Oktober lalu, juru bicara komisi tersebut mengatakan kepada media pemerintah bahwa negara tersebut telah membangun sebuah rudal yang mampu menyerang Amerika Serikat, namun tidak memberikan rincian lebih lanjut.
Keputusan untuk melanjutkan uji coba di masa depan akan menjadi tantangan bagi Dewan Keamanan PBB, yang baru-baru ini menghukum Pyongyang karena meluncurkan roket jarak jauh. Mengutuk peluncuran tersebut dan menerapkan lebih banyak sanksi terhadap Pyongyang, dewan tersebut menuntut pembekuan peluncuran di masa depan dan memerintahkan Korea Utara untuk menghormati larangan aktivitas nuklir – atau menghadapi “tindakan signifikan” dari pandangan PBB.

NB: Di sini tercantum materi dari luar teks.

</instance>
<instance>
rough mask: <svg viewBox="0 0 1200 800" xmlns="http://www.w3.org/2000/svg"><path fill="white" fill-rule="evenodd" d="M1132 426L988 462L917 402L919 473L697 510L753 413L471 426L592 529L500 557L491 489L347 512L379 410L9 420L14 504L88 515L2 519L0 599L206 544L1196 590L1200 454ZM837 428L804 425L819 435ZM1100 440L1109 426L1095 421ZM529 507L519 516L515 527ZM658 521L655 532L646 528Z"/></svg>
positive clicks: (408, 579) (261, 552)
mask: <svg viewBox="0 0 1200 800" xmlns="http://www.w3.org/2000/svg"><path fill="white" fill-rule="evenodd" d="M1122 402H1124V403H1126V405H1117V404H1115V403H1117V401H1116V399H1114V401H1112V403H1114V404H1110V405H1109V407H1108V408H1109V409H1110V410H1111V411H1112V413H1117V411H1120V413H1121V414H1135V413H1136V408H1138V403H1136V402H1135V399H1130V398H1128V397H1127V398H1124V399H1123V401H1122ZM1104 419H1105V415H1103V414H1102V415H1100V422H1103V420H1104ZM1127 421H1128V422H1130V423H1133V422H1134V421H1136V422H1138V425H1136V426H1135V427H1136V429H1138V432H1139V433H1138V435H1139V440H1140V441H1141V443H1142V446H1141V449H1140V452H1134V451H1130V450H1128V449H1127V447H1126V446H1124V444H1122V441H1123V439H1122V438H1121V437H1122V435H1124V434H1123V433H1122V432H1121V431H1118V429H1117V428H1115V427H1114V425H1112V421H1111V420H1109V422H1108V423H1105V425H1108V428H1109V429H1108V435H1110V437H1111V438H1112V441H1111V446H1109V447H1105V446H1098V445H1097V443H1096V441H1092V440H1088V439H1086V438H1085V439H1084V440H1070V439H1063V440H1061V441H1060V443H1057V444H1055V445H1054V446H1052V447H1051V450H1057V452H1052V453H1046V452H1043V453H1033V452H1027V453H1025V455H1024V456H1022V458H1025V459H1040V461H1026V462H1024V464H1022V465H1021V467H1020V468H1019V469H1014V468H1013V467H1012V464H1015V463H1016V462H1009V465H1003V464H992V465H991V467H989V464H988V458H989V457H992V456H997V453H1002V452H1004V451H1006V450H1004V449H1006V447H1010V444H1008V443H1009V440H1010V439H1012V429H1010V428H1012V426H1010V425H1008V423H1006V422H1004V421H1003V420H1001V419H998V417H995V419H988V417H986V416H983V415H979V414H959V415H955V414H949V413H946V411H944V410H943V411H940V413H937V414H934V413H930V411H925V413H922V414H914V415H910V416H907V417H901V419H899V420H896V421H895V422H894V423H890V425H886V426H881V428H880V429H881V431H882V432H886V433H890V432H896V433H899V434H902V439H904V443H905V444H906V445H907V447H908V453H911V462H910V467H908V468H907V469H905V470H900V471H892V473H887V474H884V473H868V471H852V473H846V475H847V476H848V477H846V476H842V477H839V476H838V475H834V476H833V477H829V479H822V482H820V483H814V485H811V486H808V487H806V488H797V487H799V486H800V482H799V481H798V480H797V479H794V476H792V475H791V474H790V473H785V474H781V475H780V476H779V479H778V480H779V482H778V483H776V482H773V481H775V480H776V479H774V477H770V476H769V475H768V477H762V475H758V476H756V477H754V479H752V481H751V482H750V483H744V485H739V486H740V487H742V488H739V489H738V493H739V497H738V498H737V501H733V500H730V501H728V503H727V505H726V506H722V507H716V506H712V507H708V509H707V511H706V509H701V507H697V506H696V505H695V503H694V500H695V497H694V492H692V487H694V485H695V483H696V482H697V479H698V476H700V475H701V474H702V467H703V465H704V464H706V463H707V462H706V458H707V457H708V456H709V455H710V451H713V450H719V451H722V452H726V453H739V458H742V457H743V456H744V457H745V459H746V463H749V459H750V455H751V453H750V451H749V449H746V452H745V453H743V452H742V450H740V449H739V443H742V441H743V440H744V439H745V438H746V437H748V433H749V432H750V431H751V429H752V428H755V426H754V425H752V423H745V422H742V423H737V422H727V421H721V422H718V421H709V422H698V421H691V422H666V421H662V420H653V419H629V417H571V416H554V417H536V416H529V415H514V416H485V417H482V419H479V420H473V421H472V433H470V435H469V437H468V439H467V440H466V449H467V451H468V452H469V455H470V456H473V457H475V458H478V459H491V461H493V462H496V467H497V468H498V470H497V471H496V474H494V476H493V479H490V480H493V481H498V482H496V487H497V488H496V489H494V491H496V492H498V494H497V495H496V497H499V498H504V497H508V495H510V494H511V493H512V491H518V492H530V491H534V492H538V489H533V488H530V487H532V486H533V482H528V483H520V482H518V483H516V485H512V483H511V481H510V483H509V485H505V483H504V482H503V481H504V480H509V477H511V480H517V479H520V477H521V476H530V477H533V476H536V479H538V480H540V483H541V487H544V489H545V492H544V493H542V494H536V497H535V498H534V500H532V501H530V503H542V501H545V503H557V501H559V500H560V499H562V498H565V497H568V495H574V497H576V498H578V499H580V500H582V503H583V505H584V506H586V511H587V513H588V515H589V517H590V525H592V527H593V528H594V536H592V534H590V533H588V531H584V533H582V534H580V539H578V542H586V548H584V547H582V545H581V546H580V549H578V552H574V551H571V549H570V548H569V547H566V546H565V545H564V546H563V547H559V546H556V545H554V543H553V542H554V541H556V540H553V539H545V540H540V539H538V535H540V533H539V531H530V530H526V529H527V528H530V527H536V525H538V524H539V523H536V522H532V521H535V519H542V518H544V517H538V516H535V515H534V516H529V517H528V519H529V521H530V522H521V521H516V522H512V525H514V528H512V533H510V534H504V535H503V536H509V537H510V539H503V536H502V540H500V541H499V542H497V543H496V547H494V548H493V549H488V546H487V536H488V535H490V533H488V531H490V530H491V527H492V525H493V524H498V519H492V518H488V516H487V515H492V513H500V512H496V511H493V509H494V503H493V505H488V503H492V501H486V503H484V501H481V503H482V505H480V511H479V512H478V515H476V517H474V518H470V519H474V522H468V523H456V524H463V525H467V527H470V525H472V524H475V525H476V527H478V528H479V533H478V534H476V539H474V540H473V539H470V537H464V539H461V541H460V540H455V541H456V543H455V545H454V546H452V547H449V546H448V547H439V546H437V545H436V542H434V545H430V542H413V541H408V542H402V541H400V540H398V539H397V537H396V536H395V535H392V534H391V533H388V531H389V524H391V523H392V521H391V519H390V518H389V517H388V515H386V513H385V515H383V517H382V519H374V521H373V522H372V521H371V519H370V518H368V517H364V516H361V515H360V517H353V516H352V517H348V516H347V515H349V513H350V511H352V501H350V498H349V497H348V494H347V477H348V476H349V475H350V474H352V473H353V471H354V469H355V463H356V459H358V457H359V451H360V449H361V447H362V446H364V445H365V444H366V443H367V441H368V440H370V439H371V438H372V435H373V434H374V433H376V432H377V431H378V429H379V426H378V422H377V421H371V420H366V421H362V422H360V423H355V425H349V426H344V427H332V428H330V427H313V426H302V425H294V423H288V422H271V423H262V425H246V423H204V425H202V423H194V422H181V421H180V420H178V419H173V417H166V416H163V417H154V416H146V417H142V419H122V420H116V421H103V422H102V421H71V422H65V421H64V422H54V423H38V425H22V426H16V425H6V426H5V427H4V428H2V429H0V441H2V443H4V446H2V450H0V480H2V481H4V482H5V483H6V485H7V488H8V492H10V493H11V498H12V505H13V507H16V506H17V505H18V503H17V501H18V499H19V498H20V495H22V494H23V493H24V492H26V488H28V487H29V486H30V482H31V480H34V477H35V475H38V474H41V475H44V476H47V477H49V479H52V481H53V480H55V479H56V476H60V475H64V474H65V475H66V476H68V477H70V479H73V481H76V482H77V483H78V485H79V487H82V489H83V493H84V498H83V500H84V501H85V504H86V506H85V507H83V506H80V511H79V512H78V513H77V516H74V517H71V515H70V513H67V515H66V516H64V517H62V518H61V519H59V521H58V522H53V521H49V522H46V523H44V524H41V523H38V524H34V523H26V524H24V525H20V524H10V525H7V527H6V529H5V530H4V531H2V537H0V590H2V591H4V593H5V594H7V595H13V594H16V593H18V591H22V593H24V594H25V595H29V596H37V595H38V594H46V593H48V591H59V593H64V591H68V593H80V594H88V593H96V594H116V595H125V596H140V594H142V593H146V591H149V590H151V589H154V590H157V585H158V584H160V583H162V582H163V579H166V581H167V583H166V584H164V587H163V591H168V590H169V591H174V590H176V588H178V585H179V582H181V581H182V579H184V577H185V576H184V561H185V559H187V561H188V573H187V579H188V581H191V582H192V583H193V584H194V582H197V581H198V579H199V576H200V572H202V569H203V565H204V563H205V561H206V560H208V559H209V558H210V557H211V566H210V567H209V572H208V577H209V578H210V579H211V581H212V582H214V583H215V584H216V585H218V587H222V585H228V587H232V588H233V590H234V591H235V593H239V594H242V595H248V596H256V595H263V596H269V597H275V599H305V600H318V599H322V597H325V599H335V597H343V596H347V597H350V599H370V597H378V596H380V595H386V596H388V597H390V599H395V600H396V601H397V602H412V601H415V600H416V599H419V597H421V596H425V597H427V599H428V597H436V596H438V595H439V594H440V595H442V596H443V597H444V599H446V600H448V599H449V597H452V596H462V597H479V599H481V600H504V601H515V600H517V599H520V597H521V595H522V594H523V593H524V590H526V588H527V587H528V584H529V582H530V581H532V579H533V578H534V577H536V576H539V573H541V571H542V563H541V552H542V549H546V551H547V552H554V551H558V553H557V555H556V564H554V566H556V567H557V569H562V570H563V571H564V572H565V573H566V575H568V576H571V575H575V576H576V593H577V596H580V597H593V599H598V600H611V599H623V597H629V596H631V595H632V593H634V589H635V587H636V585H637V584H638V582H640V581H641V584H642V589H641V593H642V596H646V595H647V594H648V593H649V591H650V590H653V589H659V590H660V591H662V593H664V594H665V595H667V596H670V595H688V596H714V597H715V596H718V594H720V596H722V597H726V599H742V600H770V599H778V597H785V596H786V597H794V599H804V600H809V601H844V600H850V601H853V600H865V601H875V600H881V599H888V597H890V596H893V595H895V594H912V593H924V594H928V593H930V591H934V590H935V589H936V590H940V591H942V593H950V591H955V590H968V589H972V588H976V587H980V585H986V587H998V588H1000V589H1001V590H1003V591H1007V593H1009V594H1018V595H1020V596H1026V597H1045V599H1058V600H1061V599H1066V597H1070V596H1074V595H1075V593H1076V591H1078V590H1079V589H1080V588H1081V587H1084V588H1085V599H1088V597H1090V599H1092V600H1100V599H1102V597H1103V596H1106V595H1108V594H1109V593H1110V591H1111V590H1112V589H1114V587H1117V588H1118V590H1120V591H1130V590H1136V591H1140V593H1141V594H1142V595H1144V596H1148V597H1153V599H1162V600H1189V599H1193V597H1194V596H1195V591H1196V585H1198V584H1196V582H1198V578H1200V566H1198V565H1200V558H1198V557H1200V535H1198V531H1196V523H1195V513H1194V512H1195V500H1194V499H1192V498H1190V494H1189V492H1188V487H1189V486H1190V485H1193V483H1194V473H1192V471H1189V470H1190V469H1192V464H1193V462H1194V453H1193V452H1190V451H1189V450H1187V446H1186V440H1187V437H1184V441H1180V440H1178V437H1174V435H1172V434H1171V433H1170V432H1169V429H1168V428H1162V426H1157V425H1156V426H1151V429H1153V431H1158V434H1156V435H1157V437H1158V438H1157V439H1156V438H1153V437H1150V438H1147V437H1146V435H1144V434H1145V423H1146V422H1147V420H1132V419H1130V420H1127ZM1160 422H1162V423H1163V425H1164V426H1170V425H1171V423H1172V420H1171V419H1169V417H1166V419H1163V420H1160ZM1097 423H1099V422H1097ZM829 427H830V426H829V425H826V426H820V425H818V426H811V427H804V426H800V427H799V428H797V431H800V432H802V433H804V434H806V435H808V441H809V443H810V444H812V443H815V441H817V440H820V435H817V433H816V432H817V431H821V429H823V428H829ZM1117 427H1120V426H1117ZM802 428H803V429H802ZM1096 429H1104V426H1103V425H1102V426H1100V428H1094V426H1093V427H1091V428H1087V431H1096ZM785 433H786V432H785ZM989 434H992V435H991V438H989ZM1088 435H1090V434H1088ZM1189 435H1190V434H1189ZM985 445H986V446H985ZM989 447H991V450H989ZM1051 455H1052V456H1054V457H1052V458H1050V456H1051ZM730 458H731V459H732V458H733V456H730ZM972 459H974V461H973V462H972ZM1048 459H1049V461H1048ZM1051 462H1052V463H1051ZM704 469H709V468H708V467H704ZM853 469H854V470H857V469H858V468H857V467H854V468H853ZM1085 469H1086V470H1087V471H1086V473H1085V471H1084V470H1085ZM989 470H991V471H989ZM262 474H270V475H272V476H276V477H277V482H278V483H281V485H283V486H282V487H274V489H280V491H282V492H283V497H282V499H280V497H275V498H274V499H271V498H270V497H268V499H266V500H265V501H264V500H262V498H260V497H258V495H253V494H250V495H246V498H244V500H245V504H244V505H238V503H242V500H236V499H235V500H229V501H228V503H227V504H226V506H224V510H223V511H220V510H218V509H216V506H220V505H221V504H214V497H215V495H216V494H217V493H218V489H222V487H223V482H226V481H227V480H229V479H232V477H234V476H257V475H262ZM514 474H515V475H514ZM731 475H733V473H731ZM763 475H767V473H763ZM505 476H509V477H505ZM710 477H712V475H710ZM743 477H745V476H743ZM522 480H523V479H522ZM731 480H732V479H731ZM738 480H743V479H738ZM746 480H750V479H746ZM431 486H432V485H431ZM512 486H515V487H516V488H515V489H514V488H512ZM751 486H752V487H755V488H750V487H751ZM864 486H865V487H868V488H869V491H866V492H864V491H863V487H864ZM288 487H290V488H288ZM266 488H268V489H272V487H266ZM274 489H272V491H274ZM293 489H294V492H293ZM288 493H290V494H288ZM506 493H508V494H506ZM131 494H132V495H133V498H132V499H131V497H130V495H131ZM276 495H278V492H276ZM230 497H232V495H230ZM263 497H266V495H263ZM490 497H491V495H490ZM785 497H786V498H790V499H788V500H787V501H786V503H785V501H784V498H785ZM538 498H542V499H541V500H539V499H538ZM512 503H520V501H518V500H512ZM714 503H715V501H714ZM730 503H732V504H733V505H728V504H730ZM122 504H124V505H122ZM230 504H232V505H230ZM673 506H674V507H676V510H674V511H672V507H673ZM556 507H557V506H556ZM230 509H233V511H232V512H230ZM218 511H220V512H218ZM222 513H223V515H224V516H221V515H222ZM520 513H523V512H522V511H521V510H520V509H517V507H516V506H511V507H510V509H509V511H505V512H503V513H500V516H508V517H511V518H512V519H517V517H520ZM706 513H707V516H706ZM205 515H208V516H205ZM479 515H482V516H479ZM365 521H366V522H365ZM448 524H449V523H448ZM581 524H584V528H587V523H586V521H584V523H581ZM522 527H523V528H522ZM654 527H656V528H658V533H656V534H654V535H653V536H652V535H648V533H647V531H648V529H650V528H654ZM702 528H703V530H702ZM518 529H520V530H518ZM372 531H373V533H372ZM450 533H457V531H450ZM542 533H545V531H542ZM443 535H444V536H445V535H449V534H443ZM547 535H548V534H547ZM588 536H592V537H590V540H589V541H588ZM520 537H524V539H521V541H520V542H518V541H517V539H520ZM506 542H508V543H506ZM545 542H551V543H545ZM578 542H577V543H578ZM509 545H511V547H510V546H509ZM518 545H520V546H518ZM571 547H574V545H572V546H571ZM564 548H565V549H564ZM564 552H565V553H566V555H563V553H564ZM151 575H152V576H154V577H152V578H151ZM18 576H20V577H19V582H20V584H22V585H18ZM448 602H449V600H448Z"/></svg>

Uji coba tersebut kemungkinan besar akan memicu sensor yang keras dan sanksi yang lebih besar dari Amerika Serikat dan negara-negara lain pada saat Korea Utara sedang berusaha membangun kembali perekonomiannya yang sedang sekarat dan memperluas hubungannya dengan dunia luar.
Korea Utara menyebut ancaman militer AS di wilayah tersebut sebagai alasan utama di balik upaya mereka untuk mengembangkan senjata nuklir. Kedua negara bertempur di pihak yang berlawanan dalam Perang Korea, yang berakhir setelah tiga tahun pada tanggal 27 Juli 1953 dengan gencatan senjata, bukan perjanjian damai. Komando PBB yang dipimpin AS menjaga zona demiliterisasi yang membagi kedua Korea, dan Washington menempatkan lebih dari 28.000 tentara di Korea Selatan untuk melindungi sekutu tersebut.
Greg Palkot dari Fox News dan The Associated Press berkontribusi pada laporan ini.